Je n’avais pas spécialement l’intention de lire ce roman, le plus sélectionné des prix littéraires d’automne. C’est l’avis d’une collègue bibliothécaire enthousiaste qui m’a finalement décidée à me lancer, sans regret.

Gaël Faye nous ramène dans ce qui doit ressembler à son enfance, dans l’Afrique des années 1990, alors que le Burundi, déjà aux prises avec ses propres démons, est contaminé par le génocide rwandais. Le propos, grave, politique, est atténué par la jeunesse de Gabriel, le personnage principal, qui aborde des événements avec l’innocence de l’enfance, avant que celle-ci ne finisse par voler en éclats.
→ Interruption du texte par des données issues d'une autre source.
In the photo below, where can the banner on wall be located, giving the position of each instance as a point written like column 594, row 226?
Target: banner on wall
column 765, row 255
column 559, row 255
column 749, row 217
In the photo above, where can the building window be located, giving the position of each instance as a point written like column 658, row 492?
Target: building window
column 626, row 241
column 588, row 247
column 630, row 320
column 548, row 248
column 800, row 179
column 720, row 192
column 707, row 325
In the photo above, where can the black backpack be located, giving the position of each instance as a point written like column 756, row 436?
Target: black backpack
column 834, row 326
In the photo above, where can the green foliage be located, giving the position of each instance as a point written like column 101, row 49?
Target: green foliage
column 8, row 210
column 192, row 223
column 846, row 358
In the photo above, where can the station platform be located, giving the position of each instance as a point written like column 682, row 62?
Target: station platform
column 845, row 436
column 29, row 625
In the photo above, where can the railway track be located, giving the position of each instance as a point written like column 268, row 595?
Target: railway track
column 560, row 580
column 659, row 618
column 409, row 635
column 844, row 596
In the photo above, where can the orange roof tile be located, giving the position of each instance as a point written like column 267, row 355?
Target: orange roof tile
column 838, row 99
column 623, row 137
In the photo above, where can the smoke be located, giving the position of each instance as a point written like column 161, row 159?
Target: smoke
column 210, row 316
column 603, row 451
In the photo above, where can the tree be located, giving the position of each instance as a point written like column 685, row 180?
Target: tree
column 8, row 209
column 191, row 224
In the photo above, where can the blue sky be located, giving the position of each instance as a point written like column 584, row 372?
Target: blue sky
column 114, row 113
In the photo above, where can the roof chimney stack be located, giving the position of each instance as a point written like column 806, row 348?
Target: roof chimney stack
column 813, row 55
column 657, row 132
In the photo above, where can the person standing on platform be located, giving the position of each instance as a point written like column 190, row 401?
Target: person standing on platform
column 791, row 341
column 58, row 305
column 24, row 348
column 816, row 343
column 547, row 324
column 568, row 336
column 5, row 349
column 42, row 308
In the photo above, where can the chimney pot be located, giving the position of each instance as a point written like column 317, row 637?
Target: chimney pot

C’est ainsi que l’on glisse lentement d’un humour tendre teinté d’inquiétudes dérisoires à une véritable prise de conscience de sa qualité de petit français pris en tenaille entre Hutus et Tutsis, au prix de terribles événements.

J’ai aimé ce mélange doux amer d’enfance et de drames, cette manière d’amener lentement les événements à notre compréhension. J’ai aussi apprécié le ton avec lequel l’auteur évoque l’exil. Une plume à suivre, assurément.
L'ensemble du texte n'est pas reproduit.